Бармен посмотрел на меня, коротко, оценивающе, и сделал что-то розовое в широком бокале, с веточкой чего-то сверху, и это что-то было сладкое, вкусное и совершенно не похоже на алкоголь.
Это была ловушка, конечно. Я это поняла позже.
Тогда я просто сделала глоток и сказала «ой, вкусно», и Ник засмеялся и сказал, что я прелесть, а Оуэн ничего не сказал, но пометил бармену пальцем, чтобы тот сделал ещё один, заранее.

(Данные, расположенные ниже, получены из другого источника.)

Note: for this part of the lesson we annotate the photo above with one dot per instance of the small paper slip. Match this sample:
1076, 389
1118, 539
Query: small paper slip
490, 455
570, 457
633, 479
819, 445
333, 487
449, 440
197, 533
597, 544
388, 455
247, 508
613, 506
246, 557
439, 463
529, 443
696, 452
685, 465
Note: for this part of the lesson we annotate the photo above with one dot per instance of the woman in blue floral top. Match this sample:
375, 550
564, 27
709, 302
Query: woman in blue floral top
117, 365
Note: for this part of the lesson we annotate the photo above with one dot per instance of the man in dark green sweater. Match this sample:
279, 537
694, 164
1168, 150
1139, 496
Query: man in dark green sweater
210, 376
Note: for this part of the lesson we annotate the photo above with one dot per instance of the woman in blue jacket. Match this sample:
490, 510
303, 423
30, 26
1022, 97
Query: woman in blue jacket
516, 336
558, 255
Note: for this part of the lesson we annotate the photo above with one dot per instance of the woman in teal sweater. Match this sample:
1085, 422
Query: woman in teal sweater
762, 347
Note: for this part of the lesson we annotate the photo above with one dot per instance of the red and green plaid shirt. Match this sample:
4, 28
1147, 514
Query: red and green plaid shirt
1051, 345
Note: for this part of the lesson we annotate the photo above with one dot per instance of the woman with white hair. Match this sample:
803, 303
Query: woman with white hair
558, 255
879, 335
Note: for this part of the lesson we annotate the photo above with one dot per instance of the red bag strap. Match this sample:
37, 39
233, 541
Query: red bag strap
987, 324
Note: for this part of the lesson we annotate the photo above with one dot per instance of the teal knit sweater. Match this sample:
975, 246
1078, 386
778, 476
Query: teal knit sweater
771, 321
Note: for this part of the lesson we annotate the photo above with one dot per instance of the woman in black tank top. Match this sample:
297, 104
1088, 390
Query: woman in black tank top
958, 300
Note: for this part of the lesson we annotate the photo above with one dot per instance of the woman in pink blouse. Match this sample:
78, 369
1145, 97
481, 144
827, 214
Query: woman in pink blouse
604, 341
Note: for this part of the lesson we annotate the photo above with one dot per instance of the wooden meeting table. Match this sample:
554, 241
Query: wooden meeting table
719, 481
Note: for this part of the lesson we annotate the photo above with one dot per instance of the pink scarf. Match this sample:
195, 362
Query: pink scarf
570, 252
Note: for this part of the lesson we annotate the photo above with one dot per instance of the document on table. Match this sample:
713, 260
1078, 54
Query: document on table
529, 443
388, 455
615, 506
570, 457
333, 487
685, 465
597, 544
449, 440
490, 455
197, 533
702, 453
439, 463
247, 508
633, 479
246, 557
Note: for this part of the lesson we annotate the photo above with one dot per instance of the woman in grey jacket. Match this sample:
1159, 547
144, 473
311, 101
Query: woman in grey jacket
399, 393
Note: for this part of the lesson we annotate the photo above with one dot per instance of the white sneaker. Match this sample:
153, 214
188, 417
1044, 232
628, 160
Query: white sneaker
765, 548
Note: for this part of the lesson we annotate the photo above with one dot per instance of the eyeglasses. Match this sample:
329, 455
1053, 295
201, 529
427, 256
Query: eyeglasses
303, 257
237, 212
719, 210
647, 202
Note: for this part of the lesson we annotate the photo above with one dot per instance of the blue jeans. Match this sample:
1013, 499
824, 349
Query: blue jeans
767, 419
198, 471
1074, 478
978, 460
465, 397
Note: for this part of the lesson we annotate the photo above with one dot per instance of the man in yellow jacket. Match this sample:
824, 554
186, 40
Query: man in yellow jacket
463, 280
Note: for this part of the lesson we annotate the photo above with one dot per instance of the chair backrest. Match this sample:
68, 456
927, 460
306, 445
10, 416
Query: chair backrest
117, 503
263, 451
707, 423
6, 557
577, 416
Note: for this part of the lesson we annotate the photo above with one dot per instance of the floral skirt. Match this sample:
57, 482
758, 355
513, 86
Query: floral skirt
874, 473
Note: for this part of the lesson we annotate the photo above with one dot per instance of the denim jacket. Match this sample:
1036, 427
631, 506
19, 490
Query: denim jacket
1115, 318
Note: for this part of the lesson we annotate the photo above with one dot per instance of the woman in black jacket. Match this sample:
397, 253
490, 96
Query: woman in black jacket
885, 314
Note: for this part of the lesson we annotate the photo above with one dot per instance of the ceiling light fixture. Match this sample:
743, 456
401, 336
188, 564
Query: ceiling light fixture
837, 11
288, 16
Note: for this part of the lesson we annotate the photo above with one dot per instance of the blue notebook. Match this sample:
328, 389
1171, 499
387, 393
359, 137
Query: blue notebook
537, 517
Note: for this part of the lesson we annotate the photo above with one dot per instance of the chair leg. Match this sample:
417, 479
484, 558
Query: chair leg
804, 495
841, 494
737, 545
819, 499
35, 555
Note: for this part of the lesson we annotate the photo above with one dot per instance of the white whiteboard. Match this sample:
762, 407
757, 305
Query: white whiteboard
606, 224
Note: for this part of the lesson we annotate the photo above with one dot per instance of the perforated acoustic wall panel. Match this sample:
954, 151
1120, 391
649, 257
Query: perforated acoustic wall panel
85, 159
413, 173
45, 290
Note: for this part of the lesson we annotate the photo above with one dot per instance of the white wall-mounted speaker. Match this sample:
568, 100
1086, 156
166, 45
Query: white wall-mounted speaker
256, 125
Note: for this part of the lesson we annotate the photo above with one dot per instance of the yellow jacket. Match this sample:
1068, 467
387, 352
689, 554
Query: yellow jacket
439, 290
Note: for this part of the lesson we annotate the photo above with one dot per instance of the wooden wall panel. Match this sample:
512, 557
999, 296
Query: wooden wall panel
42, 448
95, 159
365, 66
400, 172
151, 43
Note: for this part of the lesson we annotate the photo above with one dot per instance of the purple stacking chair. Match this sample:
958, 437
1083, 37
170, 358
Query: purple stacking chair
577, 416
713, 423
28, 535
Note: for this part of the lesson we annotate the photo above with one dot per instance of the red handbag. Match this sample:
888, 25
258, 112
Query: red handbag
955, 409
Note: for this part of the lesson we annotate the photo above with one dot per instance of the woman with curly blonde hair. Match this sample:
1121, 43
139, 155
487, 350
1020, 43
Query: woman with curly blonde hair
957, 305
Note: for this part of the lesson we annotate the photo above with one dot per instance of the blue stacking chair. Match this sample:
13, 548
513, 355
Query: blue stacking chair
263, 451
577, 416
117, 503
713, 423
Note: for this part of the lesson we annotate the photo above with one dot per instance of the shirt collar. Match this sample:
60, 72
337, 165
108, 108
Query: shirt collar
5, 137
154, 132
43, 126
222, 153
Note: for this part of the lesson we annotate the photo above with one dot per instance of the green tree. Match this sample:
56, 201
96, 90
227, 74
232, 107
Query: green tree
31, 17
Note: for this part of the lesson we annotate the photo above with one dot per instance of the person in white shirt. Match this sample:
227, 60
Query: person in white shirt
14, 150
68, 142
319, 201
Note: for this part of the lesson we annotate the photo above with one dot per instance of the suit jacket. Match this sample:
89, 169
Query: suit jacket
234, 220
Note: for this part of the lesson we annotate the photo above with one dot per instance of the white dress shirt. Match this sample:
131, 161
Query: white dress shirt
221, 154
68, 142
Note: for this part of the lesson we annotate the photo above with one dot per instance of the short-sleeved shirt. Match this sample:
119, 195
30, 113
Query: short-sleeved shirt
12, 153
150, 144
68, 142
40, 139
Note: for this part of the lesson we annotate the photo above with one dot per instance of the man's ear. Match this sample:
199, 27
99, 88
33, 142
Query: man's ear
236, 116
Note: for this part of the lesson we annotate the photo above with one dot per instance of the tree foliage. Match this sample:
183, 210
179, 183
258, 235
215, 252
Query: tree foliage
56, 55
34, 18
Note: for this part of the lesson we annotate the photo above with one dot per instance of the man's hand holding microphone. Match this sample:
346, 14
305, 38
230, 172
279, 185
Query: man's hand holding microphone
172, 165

Мы сели за столик в углу, на кожаный диван, я в середине, они по бокам.
И мне стало хорошо.
Вот что я помню лучше всего про начало того вечера – что мне стало по-настоящему, тепло, глупо хорошо. Ник рассказывал смешное, я смеялась, розовое было сладкое, свет был золотой, и впервые за неделю я не думала ни про кредитные линии, ни про то, правильно ли я сижу, ни про то, кто на меня смотрит. Я просто сидела с двумя людьми, которым, кажется, было со мной весело, и мне было весело с ними, и я такой человек – мне много не надо, дайте мне тёплое место и людей, которые смеются, и я счастлива.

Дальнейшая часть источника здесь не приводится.